C'est l'une des choses à faire ; il faut examiner les systèmes qui perpétuent les préjugés. Nous devons détruire ces systèmes, et c'est un exemple de ce qu'il est possible de faire.
En tant que partenaire olympique mondial, quelle importance accordez-vous aux mesures prises par le CIO pour favoriser l'égalité des sexes dans le sport et dans l'ensemble du Mouvement olympique ?
C'est très important à nos yeux, car nous recherchons des partenaires qui non seulement partagent nos valeurs, mais qui agissent également. C'est pourquoi les efforts déployés par le CIO au cours des dernières années ont montré que non seulement le CIO croyait en l'égalité et en l'inclusion, mais qu'il prenait aussi des mesures en faveur de l'égalité et de l'inclusion dans ses rangs, en travaillant avec les CNO [Comités Nationaux Olympiques] et en s'assurant que ces derniers mettent des choses en place.

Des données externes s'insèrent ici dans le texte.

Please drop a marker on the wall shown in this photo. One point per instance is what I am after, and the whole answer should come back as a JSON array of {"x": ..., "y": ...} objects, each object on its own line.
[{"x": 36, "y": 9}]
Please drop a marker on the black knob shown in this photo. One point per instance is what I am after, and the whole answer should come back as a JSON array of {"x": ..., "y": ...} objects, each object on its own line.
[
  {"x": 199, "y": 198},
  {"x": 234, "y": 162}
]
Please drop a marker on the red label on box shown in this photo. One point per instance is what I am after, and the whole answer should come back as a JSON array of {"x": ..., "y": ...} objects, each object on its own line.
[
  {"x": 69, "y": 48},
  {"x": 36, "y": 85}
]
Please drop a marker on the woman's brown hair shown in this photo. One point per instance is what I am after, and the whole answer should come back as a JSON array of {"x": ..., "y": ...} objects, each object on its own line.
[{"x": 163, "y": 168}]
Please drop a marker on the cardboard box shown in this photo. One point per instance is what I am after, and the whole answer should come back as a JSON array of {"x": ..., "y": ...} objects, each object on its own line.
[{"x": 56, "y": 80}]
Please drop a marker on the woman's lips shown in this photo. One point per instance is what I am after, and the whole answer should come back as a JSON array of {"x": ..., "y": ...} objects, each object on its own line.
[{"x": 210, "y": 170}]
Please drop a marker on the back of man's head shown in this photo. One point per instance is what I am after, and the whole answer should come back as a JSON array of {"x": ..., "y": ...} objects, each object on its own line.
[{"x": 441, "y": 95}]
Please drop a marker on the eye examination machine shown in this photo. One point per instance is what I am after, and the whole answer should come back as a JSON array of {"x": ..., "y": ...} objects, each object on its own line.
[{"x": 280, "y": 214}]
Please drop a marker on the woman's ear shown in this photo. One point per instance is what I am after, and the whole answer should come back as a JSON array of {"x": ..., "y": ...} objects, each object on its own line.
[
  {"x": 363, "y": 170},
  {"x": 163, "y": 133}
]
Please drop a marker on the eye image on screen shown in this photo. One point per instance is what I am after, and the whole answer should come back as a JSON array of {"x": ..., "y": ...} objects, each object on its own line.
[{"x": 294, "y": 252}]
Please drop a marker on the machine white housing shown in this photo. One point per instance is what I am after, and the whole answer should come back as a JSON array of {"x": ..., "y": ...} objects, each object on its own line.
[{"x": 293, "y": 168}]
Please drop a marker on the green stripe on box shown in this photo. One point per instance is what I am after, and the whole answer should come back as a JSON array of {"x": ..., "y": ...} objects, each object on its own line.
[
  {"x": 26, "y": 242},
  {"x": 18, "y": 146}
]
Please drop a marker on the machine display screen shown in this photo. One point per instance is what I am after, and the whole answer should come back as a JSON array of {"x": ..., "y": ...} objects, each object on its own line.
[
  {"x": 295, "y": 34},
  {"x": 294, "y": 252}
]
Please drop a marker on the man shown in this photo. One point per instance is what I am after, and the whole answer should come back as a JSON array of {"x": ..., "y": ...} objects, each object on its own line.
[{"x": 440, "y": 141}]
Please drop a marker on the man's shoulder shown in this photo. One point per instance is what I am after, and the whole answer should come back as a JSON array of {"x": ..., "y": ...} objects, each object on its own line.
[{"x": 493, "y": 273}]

Comme la façon dont la cérémonie d'ouverture [des Jeux Olympiques] est organisée. Quelle meilleure symbolique et déclaration d'intention que de faire porter le drapeau de chaque délégation par un homme et une femme. Ou encore les attentes en matière d'égalité dans les délégations olympiques. En fait, c'est de progrès dont il s'agit ici. Et même si nous n'en sommes pas encore là où il faudrait, ce qui compte, c'est de progresser et de continuer à aller de l'avant. Nous finirons par y arriver. Nous devons juste poursuivre nos efforts.